What could be: the multiplier nobody’s measuring

After /customer-reply, I built /commit, /new-post, /review-pr. Then I started building skills for skills: a skill-forge that generates new skills from brain dumps, a skill-validator that checks quality, a skill-optimizer that improves descriptions for better trigger accuracy. Meta-tools. Tools that build tools.

My skill usage went from 1% of prompts in October to 30% at peak in February. That 30% isn’t just “I used a shortcut instead of typing a long prompt.” Each skill invocation replaces a sequence of 5-15 prompts that would have included the context-setting, the convention-reminding, the format-specifying overhead. The compression ratio is roughly 10:1 when you account for everything a skill encodes.

The part I didn’t anticipate: the overhead didn’t just shrink. It moved. Instead of spending 25% of my time telling Claude Code how to do things, I spend maybe 5% of my time maintaining and improving the skills that tell it for me. The maintenance is also more pleasant, because it’s a design problem (how do I encode my preferences?) rather than a repetition problem (how do I say the same thing again?).

What is: the obstacle nobody talks about

The obstacle is this: building an AI skill ecosystem requires the same kind of systems thinking that most people using AI assistants don’t think they need. You have to notice the patterns in your own work. You have to identify which repetitions are worth encoding and which are one-offs. You have to design abstractions over your own workflows, which means understanding your workflows well enough to see their shape. And then you have to sit down and build something, which is slower than just typing the same prompt again.

Most developers can do this. It’s the same skill as refactoring code: spot the duplication, extract the pattern, parameterize the variation. But most developers don’t think to apply it to their AI interactions because the AI interaction feels like a conversation, not a system. You don’t refactor a conversation.

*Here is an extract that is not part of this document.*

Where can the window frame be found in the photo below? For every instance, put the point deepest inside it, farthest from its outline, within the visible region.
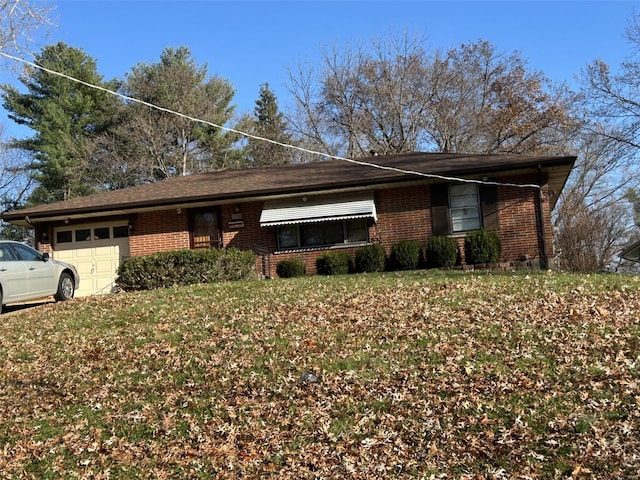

Except you can. And when you do, the conversation stops being a conversation and starts being an interface, a programmable surface that you shape to match how you actually work.

The flywheel

The reason this compounds isn’t just time savings. It’s that each skill I build teaches Claude Code more about how I work, which makes the next skill easier to build, which means I build more skills, which means Claude Code knows more about how I work. The context I used to provide manually is now encoded permanently. The conventions I used to repeat are now enforced automatically. The workflows I used to manage in my head are now executable.

In February, I built a blog post from brain dump to finished draft in 45 minutes. Not because Claude Code is fast at writing. Because the skill encoded my voice, my narrative preferences, my formatting rules, my quality checks, and my file structure. I wasn’t directing a generative model. I was running a pipeline that happened to use a generative model as one of its components.

That’s the shift. You go from using an AI tool to building a system that uses an AI tool. The tool gets better because you made it better, not because the model improved. The next model improvement will compound on top of what you’ve already built, rather than starting from scratch.

I don’t think most people using AI coding assistants will build a 33-skill ecosystem. I don’t think they need to. But I think the gap between “I use Claude Code” and “I’ve built workflows on Claude Code” is going to be the gap that separates productive AI-assisted developers from the rest. Not prompt engineering. Not model selection. Whether you’re using the tool, or whether you’ve made the tool yours.